2. Design from the data up and differentiate the application layer infrastructure at the application layer. You will most likely leverage other open source and hosted models (including language models and domain-specific models) and cloud infrastructure, so it is your data and workflow that will help you customize the models and applications that create unique value.
3. Always push to understand your data and metadata assets and manage them strategically to achieve long-term value (balancing the risk of data breach with the risk of data loss). You will most likely need to upgrade the underlying data stores, such as data warehouses and database types, to eventually build language models that leverage proprietary data and insights.
4. Employ both native GenAI innovators and augmented existing technology partners to support your GenAI journey. This should help increase internal productivity and creativity while improving customer experience and value!
Prepare for a marathon, not a sprint
Nearly 30 years ago, I was a young Corporate Vice President at a Fortune 500 company called The Genuine Parts Company (GPC). Our businesses were in diverse industries, including automotive parts (NAPA), industrial products, and office supplies, providing excellent supply chain services from manufacturers to end-user customers. In 1995, a disruptive technology called the Internet emerged, sparking the first wave of a large venture capital hype cycle and a series of business innovations that impacted every company. Every week, a new venture-backed company contacted GPC to explore how they could be a new technology enabler, a new type of customer, or a new partner (or possible competitor!) for us. My role quickly evolved into screening these companies, evaluating their fit with our strategy, and developing arrangements that would extend our value while embracing technological change.

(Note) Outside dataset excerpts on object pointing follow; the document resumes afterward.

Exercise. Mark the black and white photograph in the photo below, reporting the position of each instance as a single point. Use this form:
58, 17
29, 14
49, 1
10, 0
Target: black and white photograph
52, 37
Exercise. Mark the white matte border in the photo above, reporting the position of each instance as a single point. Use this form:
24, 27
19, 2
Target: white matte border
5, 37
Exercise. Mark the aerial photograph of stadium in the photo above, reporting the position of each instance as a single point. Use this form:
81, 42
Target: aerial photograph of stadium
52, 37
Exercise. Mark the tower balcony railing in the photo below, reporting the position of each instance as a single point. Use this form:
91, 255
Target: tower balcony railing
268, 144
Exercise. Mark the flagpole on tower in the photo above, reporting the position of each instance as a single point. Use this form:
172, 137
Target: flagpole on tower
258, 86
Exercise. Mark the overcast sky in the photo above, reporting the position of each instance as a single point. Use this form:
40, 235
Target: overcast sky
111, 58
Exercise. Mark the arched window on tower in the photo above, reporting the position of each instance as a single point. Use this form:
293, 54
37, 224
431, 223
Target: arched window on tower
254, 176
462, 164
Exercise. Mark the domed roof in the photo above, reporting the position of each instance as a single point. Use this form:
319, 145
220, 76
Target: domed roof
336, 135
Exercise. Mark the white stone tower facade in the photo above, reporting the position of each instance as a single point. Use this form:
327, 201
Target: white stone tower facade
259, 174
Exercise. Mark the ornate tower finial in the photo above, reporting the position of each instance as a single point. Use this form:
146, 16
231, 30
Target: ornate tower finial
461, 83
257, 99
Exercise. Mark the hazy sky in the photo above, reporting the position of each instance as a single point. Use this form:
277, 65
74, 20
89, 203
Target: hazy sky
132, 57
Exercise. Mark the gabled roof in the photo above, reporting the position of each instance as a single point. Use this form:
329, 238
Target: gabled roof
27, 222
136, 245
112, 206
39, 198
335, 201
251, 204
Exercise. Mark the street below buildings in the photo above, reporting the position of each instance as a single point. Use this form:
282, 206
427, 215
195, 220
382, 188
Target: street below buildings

As the dot-com bubble neared its peak in the evening, the entire business world was immersed in e-commerce, Internet companies, and “brick-and-mortar” innovation. Traditional companies like GPC saw their stock prices plummet amid concerns that they would fall into the “innovator’s dilemma.” NAPA Auto Parts, Amazon, and Madrona explored a “brick-and-mortar” venture, but they soon realized that the business market was not ready for an online auto parts store until the NASDAQ reached its then-record 5,000 points (March 2000). Others were not so lucky, and countless founders, startups, and investors suffered huge losses when the bubble burst. I will never forget attending a conference hosted by Fortune and Goldman Sachs in New York in April 2000, which was themed on the battle between Fortune 500 companies and Internet companies. Few believed at the time that Fortune 500 companies had a chance, but today, GPC is worth 8 times more than it was then, thanks to a learning mindset, excellent execution, and a long-term perspective!
In 2023 and beyond, disruptive GenAI technologies, intelligent and generative applications, and more natural user interfaces will create winners and losers among startups, incumbent technology companies, and established enterprises. Enterprises and their leaders will need agility, creativity, and a long-term perspective to navigate this highly dynamic era. They will also need strategic clarity on customer needs, objective assessments of internal capabilities and data assets, and engagement with external partners to emerge as winners. This is the deeper reason why every CEO is asking, "What is our generative AI strategy?"